Configuring a Presto Cluster

A single Qubole account can run multiple clusters. By default, Qubole provides a Presto cluster, along with Hadoop and Spark clusters, for each account.

The following topics explain Presto custom configuration and the presto catalog properties:

Note

QDS provides the Presto Ruby client for better overall performance, processing DDL queries much faster and quickly reporting errors that a Presto cluster generates. For more information, see this blog.

To view or edit a Presto cluster’s configuration, navigate to the Clusters page and select the cluster with the label presto.

Click the edit icon in the Action column against a Presto cluster to edit the configuration.

Note

Presto queries are memory-intensive. Choose instance types with ample memory for both the coordinator and worker nodes.

Presto versions 0.208 and 317 are the two supported stable versions.

See QDS Components: Supported Versions and Cloud Platforms for the latest version information.

Note

Qubole can automatically terminate a Presto cluster with an invalid configuration. This capability is available for Beta access; Create a ticket with Qubole Support to enable it for your account.

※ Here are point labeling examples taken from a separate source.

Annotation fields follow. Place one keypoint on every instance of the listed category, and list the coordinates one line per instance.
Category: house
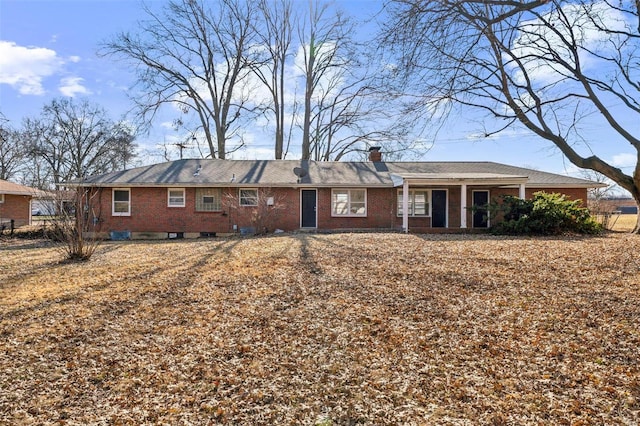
(15, 204)
(199, 197)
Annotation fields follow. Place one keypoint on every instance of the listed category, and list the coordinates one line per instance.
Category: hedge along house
(191, 198)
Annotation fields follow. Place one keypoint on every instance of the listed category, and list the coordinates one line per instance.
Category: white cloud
(71, 86)
(24, 68)
(624, 160)
(536, 39)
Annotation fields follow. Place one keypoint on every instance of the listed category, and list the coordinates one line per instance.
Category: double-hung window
(121, 202)
(418, 202)
(349, 202)
(175, 197)
(208, 200)
(248, 197)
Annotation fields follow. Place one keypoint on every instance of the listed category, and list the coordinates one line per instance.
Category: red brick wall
(16, 207)
(150, 213)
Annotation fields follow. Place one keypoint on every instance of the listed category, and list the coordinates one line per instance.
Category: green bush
(544, 214)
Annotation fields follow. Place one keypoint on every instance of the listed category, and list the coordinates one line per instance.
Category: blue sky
(48, 49)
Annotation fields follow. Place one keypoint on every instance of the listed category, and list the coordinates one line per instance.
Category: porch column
(463, 205)
(522, 192)
(405, 205)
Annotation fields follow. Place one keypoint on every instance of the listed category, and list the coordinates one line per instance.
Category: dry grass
(324, 329)
(623, 223)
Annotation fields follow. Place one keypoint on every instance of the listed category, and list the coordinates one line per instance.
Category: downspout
(405, 205)
(463, 206)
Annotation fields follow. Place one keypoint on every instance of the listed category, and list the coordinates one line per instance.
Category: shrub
(544, 214)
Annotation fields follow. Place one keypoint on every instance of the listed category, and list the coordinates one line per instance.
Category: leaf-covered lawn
(324, 329)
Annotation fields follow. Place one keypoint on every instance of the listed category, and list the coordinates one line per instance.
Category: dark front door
(480, 211)
(308, 208)
(438, 208)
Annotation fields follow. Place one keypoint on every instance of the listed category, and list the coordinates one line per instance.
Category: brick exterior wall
(150, 213)
(16, 207)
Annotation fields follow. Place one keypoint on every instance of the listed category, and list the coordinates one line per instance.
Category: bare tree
(76, 225)
(343, 111)
(194, 57)
(322, 41)
(554, 67)
(71, 140)
(12, 152)
(275, 34)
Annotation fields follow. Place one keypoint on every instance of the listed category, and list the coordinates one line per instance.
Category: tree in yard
(72, 140)
(76, 225)
(194, 56)
(12, 152)
(275, 33)
(343, 112)
(549, 65)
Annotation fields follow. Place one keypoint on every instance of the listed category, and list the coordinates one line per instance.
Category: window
(175, 197)
(348, 202)
(121, 202)
(418, 202)
(208, 200)
(248, 197)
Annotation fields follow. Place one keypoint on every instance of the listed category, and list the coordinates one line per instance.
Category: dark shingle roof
(207, 172)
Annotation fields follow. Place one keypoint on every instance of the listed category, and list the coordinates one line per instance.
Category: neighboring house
(190, 198)
(15, 204)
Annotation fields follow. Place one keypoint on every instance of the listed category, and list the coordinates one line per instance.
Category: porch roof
(311, 174)
(458, 179)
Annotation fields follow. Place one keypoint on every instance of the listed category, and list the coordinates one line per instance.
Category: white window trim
(411, 200)
(334, 214)
(113, 202)
(473, 225)
(217, 200)
(184, 197)
(240, 197)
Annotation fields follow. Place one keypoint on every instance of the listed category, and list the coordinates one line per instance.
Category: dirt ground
(338, 329)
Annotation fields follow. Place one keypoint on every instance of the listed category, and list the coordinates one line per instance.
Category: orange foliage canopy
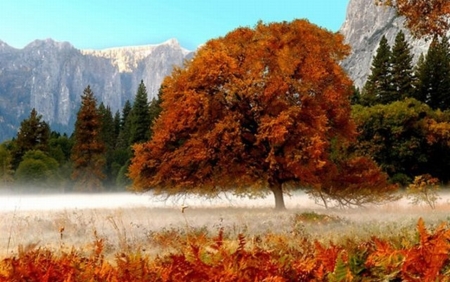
(256, 108)
(423, 17)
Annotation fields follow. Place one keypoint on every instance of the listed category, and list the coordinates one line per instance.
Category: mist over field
(127, 200)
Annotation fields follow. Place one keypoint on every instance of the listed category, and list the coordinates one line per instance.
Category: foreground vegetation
(381, 243)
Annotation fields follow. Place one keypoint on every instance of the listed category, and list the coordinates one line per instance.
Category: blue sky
(98, 24)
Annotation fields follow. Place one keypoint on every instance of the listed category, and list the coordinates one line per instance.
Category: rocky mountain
(50, 76)
(363, 28)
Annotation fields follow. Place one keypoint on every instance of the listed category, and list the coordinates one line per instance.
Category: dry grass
(141, 228)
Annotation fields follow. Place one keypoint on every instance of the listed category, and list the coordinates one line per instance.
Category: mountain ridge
(50, 76)
(364, 25)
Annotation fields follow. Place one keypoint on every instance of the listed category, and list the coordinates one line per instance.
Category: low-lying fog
(29, 202)
(127, 220)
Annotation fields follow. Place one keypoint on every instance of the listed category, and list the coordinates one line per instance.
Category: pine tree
(402, 70)
(6, 172)
(377, 89)
(155, 109)
(124, 132)
(140, 119)
(88, 150)
(33, 134)
(434, 75)
(108, 137)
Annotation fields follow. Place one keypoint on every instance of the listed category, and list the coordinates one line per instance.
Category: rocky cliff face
(363, 28)
(51, 76)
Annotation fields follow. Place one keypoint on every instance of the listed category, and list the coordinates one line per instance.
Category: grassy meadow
(211, 233)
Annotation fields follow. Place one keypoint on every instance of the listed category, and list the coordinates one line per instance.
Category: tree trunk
(277, 189)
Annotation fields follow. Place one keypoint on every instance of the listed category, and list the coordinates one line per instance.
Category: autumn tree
(258, 108)
(33, 134)
(88, 149)
(423, 17)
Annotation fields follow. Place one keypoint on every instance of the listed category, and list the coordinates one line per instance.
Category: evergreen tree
(124, 132)
(125, 112)
(6, 172)
(434, 75)
(378, 88)
(402, 70)
(116, 122)
(140, 117)
(155, 109)
(37, 169)
(33, 134)
(108, 136)
(88, 150)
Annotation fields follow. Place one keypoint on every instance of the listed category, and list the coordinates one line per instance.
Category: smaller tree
(401, 69)
(425, 189)
(38, 170)
(88, 150)
(33, 134)
(434, 76)
(6, 172)
(378, 88)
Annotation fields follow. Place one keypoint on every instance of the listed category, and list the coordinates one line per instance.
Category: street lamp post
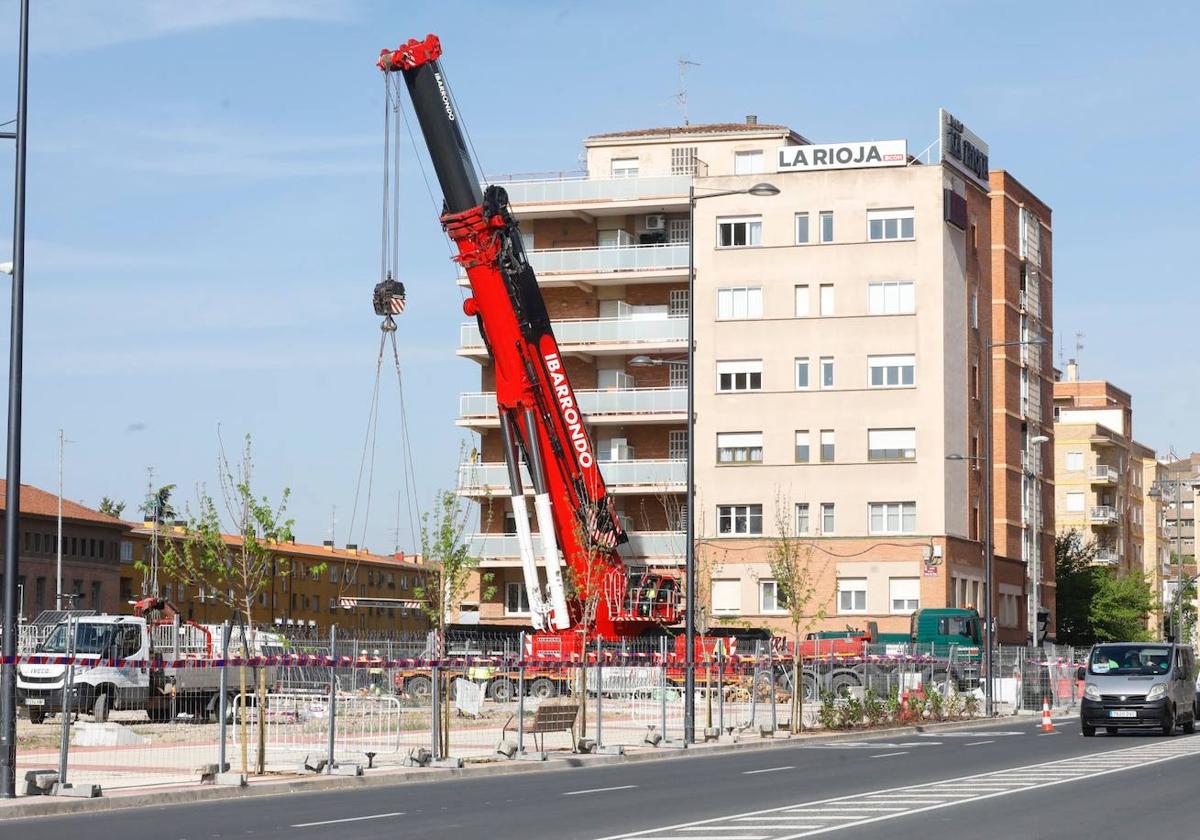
(988, 549)
(760, 190)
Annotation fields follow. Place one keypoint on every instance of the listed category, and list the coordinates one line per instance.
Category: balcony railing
(599, 331)
(575, 189)
(593, 402)
(665, 544)
(474, 478)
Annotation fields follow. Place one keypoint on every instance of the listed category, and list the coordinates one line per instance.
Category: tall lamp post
(760, 190)
(988, 549)
(12, 490)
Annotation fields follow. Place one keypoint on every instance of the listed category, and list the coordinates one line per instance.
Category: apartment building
(91, 547)
(310, 586)
(841, 330)
(1101, 472)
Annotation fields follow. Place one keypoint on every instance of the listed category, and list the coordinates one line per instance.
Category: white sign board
(843, 156)
(963, 149)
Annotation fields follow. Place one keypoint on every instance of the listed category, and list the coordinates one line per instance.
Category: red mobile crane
(539, 415)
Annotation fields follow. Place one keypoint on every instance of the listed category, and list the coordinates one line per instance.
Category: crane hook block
(389, 298)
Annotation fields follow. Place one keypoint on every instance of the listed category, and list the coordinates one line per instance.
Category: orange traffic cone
(1047, 724)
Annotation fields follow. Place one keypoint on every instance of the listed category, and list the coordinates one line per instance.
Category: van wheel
(1169, 723)
(100, 708)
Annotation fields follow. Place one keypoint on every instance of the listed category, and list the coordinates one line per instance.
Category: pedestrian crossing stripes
(804, 820)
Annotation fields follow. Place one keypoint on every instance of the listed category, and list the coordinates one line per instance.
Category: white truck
(161, 690)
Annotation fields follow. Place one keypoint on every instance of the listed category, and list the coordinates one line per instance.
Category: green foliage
(234, 556)
(1095, 604)
(111, 508)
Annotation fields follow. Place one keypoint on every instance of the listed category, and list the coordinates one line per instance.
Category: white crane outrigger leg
(525, 539)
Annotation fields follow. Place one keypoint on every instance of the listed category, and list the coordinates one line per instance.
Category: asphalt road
(1007, 780)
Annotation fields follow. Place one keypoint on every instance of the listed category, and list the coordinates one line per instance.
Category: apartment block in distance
(1101, 472)
(840, 328)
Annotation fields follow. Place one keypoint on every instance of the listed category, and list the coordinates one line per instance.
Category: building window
(827, 307)
(739, 448)
(802, 375)
(802, 447)
(826, 226)
(738, 519)
(802, 228)
(726, 597)
(771, 598)
(677, 307)
(802, 517)
(827, 445)
(828, 522)
(802, 301)
(747, 162)
(892, 517)
(826, 371)
(683, 161)
(739, 376)
(738, 232)
(892, 371)
(892, 297)
(516, 599)
(677, 444)
(624, 167)
(885, 225)
(891, 444)
(851, 594)
(904, 594)
(739, 301)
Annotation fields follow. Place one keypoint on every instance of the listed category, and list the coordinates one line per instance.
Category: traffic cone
(1047, 724)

Check the logs in /usr/lib/presto/logs/server.log if there is a cluster failure or configuration error. See Presto FAQs for more information about Presto logs.

On AWS, Azure, or GCP, select Enable Rubix to enable RubiX. See Configuring RubiX in Presto and Spark Clusters for more information.

See Managing Clusters for more information on cluster configuration options that are common to all cluster types.

Avoiding Stale Caches

The cache parameters are useful to tweak if you expect data to change rapidly.

Fo example, if a Hive table adds a new partition, it may take Presto 20 minutes to discover it. If you plan on changing existing files in the Cloud, you may want to make fileinfo expiration more aggressive. If you expect new files to land in a partition rapidly, you may want to reduce or disable the dirinfo cache.